Function splitPlot is capable of analyzing a wide variety of split-plot experiments. Whole-plot and split-plot factors can each be designated as either fixed or random, allowing for experiments with fixed, random or mixed treatment effects. By default, splitPlot assumes that all treatment factors are fixed effects, i.e. wholeFixed and splitFixed are default settings. Whole-plot or split-plot factors can each be declared as random effects by setting the optional input arguments wholeRandom and splitRandom, respectively.

Split-plot experimental designs can also vary in the assignment of the whole-plot factor to its experimental units.

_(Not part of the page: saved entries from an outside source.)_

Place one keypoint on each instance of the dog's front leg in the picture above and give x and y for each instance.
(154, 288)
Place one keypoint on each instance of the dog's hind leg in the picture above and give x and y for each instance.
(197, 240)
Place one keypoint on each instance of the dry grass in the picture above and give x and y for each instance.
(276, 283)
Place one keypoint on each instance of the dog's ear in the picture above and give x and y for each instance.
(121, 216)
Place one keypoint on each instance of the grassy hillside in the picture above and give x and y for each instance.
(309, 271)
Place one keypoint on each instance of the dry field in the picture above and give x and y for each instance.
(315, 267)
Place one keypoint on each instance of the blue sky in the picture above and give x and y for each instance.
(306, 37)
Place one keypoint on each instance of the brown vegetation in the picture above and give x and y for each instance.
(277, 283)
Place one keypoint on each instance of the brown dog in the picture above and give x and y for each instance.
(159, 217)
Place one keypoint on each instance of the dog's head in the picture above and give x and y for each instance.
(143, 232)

In some cases, this assignment is completely random. For example, in a drug study the experimental unit might be the subject receiving a treatment. The whole-plot factor, possibly different treatments, could be assigned in one of two ways. Each subject could receive only one treatment or each could receive all treatments over an appropriate period of time. If each subject received only a single randomly selected treatment, then this design constitutes a completely randomized design for the whole-plot factor, and the optional input argument crd must be set.

On the other hand, if each subject receives every treatment in random order, then the subject is a blocking factor, and this sampling scheme constitutes a randomized complete block design. In this case, it is necessary to assume that there are no carry-over effects from one treatment to another. This sampling scheme is the default setting, i.e., rcbd is the default setting.

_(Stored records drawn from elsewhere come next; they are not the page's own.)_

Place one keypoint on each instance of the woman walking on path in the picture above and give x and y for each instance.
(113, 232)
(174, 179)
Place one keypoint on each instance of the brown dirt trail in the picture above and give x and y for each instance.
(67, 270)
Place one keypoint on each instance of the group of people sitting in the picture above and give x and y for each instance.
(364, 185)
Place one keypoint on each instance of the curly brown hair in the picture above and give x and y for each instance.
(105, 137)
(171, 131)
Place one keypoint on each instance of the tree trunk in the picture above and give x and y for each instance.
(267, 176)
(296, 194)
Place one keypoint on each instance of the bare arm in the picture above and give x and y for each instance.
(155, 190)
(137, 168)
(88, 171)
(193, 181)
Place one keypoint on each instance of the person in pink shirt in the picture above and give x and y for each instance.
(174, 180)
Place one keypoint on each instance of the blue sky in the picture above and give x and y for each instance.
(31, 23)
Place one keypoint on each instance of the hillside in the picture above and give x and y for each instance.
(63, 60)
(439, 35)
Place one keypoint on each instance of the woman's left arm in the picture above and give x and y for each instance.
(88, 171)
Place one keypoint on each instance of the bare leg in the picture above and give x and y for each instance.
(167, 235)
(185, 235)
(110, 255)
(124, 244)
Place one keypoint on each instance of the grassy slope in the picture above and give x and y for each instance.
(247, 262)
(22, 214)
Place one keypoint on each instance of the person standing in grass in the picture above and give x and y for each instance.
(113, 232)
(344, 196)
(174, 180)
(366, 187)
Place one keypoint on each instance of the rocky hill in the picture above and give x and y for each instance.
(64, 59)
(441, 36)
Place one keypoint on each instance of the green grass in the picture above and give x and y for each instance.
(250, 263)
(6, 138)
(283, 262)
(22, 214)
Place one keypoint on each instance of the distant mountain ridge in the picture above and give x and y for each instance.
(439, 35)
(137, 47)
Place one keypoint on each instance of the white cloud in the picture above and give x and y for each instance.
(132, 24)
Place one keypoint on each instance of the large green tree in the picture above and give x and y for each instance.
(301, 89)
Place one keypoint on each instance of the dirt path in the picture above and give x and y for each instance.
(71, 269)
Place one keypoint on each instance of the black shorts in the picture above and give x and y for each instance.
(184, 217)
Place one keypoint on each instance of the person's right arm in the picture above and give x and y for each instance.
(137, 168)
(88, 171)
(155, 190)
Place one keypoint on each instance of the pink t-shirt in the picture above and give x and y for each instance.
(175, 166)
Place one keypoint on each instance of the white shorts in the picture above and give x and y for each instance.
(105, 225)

A similar randomization choice occurs in agricultural field trials. A trial designed to test different fertilizers and different seed lots can be conducted in one of two ways. The whole-plot factor, fertilizer, can be applied to different fields, or each can be applied to sub-divisions of these fields. In either case, a field is the whole-plot experimental unit. In the first case in which only a single randomly selected fertilizer is applied to a single field, the whole-plot factor is not blocked and this scheme is called as a completely randomized design, and the optional input argument crd must be set. However, if fertilizers are applied to sub-plots within a field, then the whole-plot factor is blocked within fields and this assignment is referred to as a randomized complete block design. By default, this function assumes that levels of the whole-plot factor are randomly assigned within blocks, i.e. rcbd is the default setting for randomizing whole-plots.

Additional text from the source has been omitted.